Em nenhuma ocasião do meu tempo de vida na Marinha recordo de me ter cruzado com a personalidade em causa. Nem na Guiné (1966-1968), nem no Grupo n.º 1 de Escolas da Armada (escassos meses), nem no Comando Naval do Continente (1968-1970) e nem no Estado-Maior da Armada (1970-1972). Talvez possa ter existido algum cruzamento fugaz e recente no Clube Militar Naval ou na Escola de Fuzileiros, onde o livro foi apresentado, mas apenas a nível de conhecimento à distância.
Não adquiri a obra mas foi-me cedida a título de empréstimo. Li-a de fio a pavio. Para lá de não ter qualquer observação a fazer quanto a qualidade literária e temas relatados de inspiração pessoal, militar ou até de ficção – bastante em minha opinião - encontro-me no direito de exprimir o meu marcado desagrado quanto às múltiplas e sistemáticas apreciações feitas pelo autor à forma como se refere aos oficiais da Reserva Naval.
Começo por informar que, pessoalmente, nunca em todo o meu tempo de permanência na Marinha de Guerra Portuguesa ouvi aplicar, em qualquer circunstância, o termo miliciano a um oficial, sargento ou praça daquela Instituição. Como “filhos da escola”, ouvi classificar muitos ou quase todos mas, miliciano, acrescentado a um léxico de termos náuticos ou navais, assume ser mesmo um étimo de grande e aberrante criatividade.

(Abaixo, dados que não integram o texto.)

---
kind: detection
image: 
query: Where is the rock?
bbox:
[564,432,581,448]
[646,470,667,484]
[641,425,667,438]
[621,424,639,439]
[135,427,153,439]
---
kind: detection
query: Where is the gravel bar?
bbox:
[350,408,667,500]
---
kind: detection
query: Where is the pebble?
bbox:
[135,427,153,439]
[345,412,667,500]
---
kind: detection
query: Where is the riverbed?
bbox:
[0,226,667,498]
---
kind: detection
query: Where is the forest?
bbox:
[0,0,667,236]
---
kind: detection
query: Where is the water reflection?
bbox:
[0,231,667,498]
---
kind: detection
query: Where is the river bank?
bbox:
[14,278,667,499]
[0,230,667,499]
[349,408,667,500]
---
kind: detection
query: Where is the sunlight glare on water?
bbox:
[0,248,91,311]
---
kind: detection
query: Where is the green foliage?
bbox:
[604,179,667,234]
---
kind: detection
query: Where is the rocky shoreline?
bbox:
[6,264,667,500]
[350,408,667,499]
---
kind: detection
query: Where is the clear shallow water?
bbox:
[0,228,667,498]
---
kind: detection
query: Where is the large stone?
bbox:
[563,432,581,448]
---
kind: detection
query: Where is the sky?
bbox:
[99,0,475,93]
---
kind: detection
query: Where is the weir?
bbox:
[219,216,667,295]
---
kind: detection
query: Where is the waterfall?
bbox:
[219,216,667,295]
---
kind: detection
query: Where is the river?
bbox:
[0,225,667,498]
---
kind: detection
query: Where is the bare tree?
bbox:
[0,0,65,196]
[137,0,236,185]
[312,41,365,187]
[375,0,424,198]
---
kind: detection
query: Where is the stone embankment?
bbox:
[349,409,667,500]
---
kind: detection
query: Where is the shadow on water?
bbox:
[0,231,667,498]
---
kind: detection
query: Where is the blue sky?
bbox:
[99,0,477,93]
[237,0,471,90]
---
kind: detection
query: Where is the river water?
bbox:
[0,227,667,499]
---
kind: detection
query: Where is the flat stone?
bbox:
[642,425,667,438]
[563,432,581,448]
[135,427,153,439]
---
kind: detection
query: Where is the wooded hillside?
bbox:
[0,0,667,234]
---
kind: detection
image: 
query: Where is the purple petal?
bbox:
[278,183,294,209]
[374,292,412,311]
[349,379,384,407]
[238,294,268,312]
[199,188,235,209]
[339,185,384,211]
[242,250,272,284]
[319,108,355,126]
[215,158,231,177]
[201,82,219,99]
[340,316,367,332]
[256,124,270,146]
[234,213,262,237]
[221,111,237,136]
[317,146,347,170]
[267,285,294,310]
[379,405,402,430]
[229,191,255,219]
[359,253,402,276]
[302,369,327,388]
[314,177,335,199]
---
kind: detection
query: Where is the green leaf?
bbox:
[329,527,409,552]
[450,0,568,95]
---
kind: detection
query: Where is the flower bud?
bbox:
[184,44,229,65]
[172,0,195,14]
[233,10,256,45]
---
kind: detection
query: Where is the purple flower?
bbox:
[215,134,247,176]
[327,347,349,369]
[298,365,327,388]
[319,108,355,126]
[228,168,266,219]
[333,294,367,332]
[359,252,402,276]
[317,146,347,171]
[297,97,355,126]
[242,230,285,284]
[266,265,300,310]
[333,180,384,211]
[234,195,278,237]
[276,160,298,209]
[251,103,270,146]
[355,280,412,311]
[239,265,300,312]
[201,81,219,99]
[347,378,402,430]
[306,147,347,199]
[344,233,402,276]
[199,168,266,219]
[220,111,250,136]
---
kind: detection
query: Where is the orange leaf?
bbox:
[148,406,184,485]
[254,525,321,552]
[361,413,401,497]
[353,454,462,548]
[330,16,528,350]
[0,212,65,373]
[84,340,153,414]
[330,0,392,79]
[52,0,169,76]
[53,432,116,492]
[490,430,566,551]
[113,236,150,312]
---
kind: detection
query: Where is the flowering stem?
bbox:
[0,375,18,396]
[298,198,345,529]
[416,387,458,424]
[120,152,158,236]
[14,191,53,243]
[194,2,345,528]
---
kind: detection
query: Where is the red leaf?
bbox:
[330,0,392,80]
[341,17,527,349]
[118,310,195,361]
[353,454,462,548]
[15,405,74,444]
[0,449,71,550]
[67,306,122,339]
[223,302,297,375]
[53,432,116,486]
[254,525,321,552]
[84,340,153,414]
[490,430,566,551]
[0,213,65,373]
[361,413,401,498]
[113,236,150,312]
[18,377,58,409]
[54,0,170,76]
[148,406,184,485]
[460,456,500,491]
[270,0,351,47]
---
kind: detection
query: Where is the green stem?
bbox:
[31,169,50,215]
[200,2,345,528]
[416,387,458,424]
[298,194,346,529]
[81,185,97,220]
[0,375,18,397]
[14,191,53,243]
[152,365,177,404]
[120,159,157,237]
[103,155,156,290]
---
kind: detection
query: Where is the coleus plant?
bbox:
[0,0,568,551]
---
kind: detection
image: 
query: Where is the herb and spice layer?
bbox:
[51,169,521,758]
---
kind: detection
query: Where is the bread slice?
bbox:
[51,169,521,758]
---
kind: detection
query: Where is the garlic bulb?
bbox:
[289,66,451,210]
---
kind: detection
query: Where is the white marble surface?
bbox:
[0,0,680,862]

Logo no início da obra, durante a frequência do curso de Fuzileiro Especial, a partir de 23 de Março de 1967, escreve o autor:
“...Não havia qualquer oficial miliciano da Reserva Naval neste Curso de Fuzileiro Especial...”
Mais à frente na página 21, já em Moçambique volta à carga:
“...Agora ali, isolado no Cobué praticamente sem navegar, ou mais propriamente, navegando apenas na qualidade de “tropa transportada no lago” e sobretudo quando seguíamos para mais uma operação, sentia então uma inconfessável inveja de outros oficiais, quase todos milicianos, e que ali estavam paulatinamente a comandar as lanchas de fiscalização. As nossas missões eram de tal forma diferentes e contrastantes, que enquanto de um lado estavam esses compelidos milicianos na missão de comando de uma unidade naval, do outro lado estaríamos nós, enquanto oficiais de um Destacamento de Fuzileiros, a residir naquele horrível aquartelamento ...”
Mais à frente, a partir 3.ª feira, 24 de Março, na página 22:
“... Ainda que a responsabilidade e o risco da missão de comandar um grupo de homens em situações de combate fosse porventura a mais impressiva incumbência que naquele tempo se poderia exigir a um militar, bem ao contrário dessa nossa atribuição, os comandantes das lanchas não corriam riscos de guerra, eram mais bem remunerados e estavam numa missão muitíssimo mais cómoda, para a qual supostamente, quer pelos tirocínios realizados, quer pela formação académica naval, estaríamos mais preparados.
Já a bordo do Império notara esta outra curiosidade, embora de sinal contrário:
As nove Companhias do Exército eram todas comandadas por capitães milicianos, dos quais o juiz Neves Costa era o decano, enquanto apenas a unidade de Fuzileiros Especiais da Marinha era comandado por um oficial do Quadro Permanente. Verificava-se assim que no vasto conjunto de mais de sessenta oficiais que compunham aquelas forças ali embarcadas, apenas quatro oficiais eram dos Quadros Permanentes das Forças Armadas, nós os três da Marinha e o Alferes Glória Alves da Companhia de Comandos. Enquanto a Marinha privilegiava alguns oficiais milicianos, confiando-lhes naquele cenário do Lago Niassa uma missão menos desgastante, olhando então aquela amostra embarcada no Império, a intenção parecia inversa no Exército, o que provavelmente terá sido, naquele tempo de guerra, apenas uma situação de excepção, talvez só isso....”
Continua na página 46:
“...Já bem acordado...tive a grata surpresa da chegada da LF «Castor», que saira logo de madrugada de Metangula, comandada pelo Cabral Fernandes, um oficial miliciano que interrompera o curso de engenheiro agrónomo e cumpria o serviço militar na Marinha, na qual também vinha o meu amigo Guilherme Allen. Camarada de curso da Escola Naval e ainda do mesmo curso de Fuzileiro Especial....”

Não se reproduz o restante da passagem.